Gaynor ask for Vosamax it is a weekly pill prescribed for osteopenia may not be as good as Zometa but it should help the BMD

HH

dsgirl

Joni, I hear where you are coming from, it's hard for many of us to take one of the ALS.

I tried Femara and did quit, the oncologist wants me to try Tamoxifen, and said it does not cause bone loss, a big plus for me since I already have osteoporosis. The joint pain could happen, and I think there are a few other SE's - why don't you read up on Tamoxifen and ask the Oncologist about it ? 

Best of luck to you

dsgirl

Chevyboy

Hi Girls....I always read your posts, because my Radiologist AND my Oncologist wanted me to try Femara.....I have taken Tamoxifen for 6 months, with very few SE's....But from reading all I could, & researching it, I was really afraid to try something "new".....I know that Tamoxifen is better for your bones, whereas the ALs cause bone thinning.  At MY age, I don't want to lose anymore of my bones than I have to!    I'm almost 73, but to read about the "severe" problems with Femara, I am asking my Oncologist to just keep me on Tamoxifen.  In fact, the Onco just called & wants me to get the Cyp2d6 test, to see if I am metabolizing the Tamoxifen....I guess that would be the decision maker...  So I'm going the 19th.  I'm keeping my fingers crossed that I can stay on the T pill! 

eph3_12

OK-here's my ignorance shining through.  I was under the impression that Tamoxifen was to be used by pre-menopausal women.  Is that not the case?  Well obviously not if Chevyboy is taking Tamox, unless you have the fountain of youth accessed & are indeed pre-menopausal!   If that's the case, where can I attach my hose to that fountain?

mbtlcsw01

I've posted before on this thread.  Been on femara since April 2009 and had the aches and pains.  It got real bad in March of this year.  I'm now seeing a rheumatologist for it.  I also found I was Vitamin D deficient.  I've been spending more time in the sun here in Florida this year and taking a supplement.  I have to say for the last 3 weeks, I have not had to take any ibuprophen for my knees where I was taking three, three times a day.  Not sure if it will come back.  My doc thinks I have pseudo gout in my knee. 
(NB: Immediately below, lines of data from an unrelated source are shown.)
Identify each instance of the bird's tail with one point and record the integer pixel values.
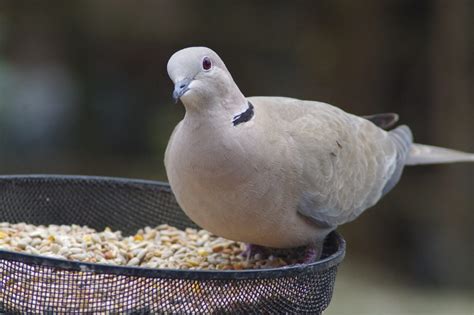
(428, 154)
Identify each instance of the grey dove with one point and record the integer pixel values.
(275, 171)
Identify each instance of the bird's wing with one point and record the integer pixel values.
(383, 120)
(347, 160)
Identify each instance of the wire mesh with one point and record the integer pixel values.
(34, 284)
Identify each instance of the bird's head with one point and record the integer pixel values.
(199, 76)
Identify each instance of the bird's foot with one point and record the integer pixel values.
(312, 253)
(251, 250)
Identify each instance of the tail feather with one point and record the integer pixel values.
(428, 154)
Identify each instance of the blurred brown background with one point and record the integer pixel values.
(84, 90)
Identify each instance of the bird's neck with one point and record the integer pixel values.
(218, 110)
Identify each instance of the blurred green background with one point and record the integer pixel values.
(84, 90)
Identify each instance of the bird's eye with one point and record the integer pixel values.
(206, 63)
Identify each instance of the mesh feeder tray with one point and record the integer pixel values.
(34, 284)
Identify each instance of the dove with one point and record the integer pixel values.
(278, 172)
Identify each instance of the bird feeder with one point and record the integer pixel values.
(36, 284)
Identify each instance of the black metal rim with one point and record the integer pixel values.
(321, 265)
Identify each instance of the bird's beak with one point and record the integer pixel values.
(180, 88)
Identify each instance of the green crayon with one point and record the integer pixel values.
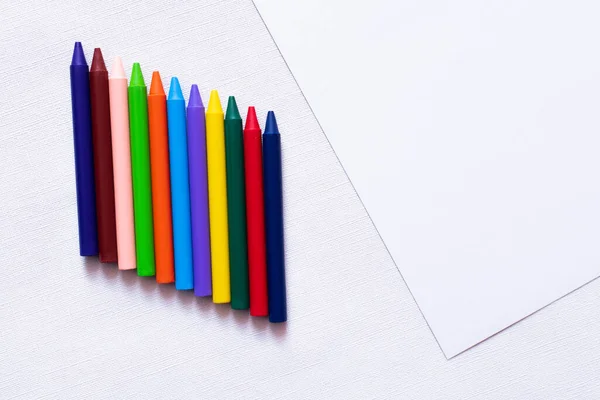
(140, 173)
(236, 207)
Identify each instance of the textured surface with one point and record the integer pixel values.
(70, 328)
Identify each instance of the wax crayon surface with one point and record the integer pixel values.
(196, 131)
(236, 207)
(180, 192)
(103, 164)
(140, 171)
(255, 213)
(84, 155)
(121, 151)
(161, 181)
(217, 197)
(274, 221)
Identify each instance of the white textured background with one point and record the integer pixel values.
(71, 328)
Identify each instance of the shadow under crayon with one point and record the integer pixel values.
(109, 272)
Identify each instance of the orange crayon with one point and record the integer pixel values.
(161, 184)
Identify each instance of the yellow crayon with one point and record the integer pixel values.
(217, 199)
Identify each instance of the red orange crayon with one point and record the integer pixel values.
(161, 181)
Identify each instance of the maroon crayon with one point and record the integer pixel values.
(103, 168)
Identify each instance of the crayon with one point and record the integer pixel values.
(274, 221)
(196, 130)
(84, 155)
(140, 172)
(217, 199)
(119, 123)
(236, 207)
(180, 192)
(255, 212)
(103, 165)
(161, 181)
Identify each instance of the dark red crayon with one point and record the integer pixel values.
(255, 215)
(101, 136)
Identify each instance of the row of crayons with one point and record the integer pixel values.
(188, 196)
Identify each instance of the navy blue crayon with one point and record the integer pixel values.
(84, 155)
(180, 189)
(274, 220)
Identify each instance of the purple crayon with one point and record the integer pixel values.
(199, 193)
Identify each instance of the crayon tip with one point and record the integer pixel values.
(232, 110)
(78, 56)
(195, 99)
(251, 120)
(156, 87)
(137, 79)
(97, 61)
(214, 103)
(175, 90)
(117, 70)
(271, 126)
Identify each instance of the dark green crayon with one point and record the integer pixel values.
(236, 206)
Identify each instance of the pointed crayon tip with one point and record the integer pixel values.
(232, 110)
(251, 120)
(137, 79)
(175, 92)
(214, 103)
(156, 87)
(117, 70)
(195, 99)
(78, 56)
(271, 125)
(97, 61)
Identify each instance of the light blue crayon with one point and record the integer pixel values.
(180, 191)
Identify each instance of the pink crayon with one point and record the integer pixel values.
(119, 122)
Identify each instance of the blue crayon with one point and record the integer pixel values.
(274, 220)
(180, 192)
(84, 155)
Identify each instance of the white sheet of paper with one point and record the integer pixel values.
(471, 131)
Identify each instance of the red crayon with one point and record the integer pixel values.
(255, 215)
(103, 170)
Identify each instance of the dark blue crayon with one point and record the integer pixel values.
(274, 220)
(84, 155)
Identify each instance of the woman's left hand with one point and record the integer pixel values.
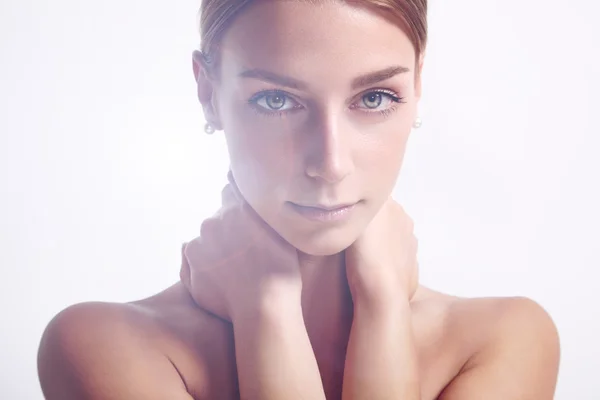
(382, 262)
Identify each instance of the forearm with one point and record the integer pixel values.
(381, 360)
(275, 360)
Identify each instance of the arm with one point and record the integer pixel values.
(90, 352)
(274, 356)
(519, 363)
(381, 361)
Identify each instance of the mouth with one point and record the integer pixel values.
(324, 212)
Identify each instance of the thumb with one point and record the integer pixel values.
(184, 272)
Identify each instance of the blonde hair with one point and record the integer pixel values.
(216, 16)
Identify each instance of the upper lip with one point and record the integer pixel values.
(326, 207)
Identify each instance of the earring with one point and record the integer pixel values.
(418, 122)
(209, 129)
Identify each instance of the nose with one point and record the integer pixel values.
(329, 150)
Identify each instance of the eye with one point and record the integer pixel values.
(372, 100)
(378, 100)
(273, 101)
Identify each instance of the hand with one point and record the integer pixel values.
(383, 260)
(238, 260)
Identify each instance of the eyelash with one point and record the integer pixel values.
(253, 102)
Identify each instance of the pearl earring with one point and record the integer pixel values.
(418, 122)
(209, 129)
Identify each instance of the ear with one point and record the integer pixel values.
(418, 77)
(206, 90)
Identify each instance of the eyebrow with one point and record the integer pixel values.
(364, 80)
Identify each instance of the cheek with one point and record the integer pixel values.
(261, 157)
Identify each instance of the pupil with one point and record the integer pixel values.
(275, 101)
(373, 100)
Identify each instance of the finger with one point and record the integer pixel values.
(234, 186)
(228, 196)
(184, 272)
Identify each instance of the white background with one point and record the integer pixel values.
(104, 169)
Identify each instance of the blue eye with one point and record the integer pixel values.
(273, 101)
(373, 101)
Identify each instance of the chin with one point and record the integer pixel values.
(324, 244)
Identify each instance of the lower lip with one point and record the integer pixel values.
(321, 215)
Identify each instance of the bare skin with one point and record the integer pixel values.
(337, 135)
(166, 347)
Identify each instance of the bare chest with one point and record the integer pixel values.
(205, 354)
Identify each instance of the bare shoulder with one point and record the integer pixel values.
(156, 348)
(509, 347)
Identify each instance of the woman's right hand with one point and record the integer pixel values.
(238, 261)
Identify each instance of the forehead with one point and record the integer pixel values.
(314, 39)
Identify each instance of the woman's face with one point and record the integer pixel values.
(316, 102)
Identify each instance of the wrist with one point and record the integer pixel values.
(385, 302)
(274, 300)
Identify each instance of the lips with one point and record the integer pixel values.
(324, 212)
(325, 207)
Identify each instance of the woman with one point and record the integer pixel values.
(309, 268)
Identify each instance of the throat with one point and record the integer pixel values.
(327, 309)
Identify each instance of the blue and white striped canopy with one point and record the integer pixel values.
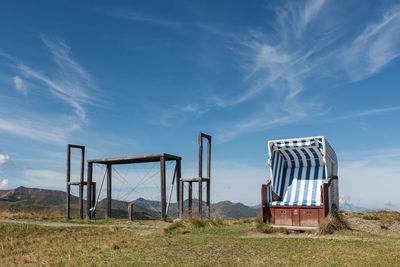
(298, 171)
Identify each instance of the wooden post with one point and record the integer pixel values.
(190, 200)
(89, 190)
(201, 175)
(209, 177)
(109, 190)
(68, 190)
(163, 186)
(130, 211)
(93, 201)
(179, 197)
(81, 183)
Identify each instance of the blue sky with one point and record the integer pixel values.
(131, 78)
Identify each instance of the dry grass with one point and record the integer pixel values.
(185, 226)
(209, 243)
(332, 223)
(266, 228)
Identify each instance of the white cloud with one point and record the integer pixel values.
(20, 85)
(375, 174)
(54, 131)
(143, 18)
(368, 112)
(4, 184)
(67, 81)
(4, 158)
(375, 47)
(70, 82)
(302, 51)
(44, 178)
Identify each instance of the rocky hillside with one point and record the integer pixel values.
(43, 200)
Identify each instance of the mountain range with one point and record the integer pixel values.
(52, 202)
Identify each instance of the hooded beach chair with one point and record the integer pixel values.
(304, 185)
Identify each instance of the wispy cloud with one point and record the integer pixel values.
(4, 184)
(375, 47)
(54, 131)
(136, 16)
(368, 112)
(70, 82)
(4, 158)
(43, 178)
(20, 85)
(366, 171)
(304, 50)
(67, 81)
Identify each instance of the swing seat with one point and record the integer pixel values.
(300, 194)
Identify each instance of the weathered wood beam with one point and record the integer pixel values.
(89, 190)
(163, 188)
(109, 190)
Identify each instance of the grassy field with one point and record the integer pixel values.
(210, 243)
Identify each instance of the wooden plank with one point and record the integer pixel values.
(135, 159)
(163, 188)
(89, 190)
(200, 205)
(68, 179)
(209, 177)
(109, 174)
(93, 198)
(81, 180)
(190, 199)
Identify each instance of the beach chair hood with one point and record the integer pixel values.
(298, 169)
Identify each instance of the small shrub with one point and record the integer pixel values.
(332, 223)
(265, 228)
(191, 224)
(370, 217)
(174, 227)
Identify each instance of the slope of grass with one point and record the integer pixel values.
(205, 244)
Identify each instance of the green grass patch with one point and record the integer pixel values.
(185, 226)
(334, 222)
Also, I've not had any problems with my hair.  It is about like it was before chemo.

Jenniferz

Not ignorance Eph, just that darn confusing. My second onc. wanted to take me off Femara, and put me on Tamoxifen. I didn't answer her, because, being post-menopausal, I didn't really WANT to. She said to think about it, because of my bones (osteopenia) and fewer se's. She also said that it would have the same effect, that some older women do really well on it. I stayed on Femara.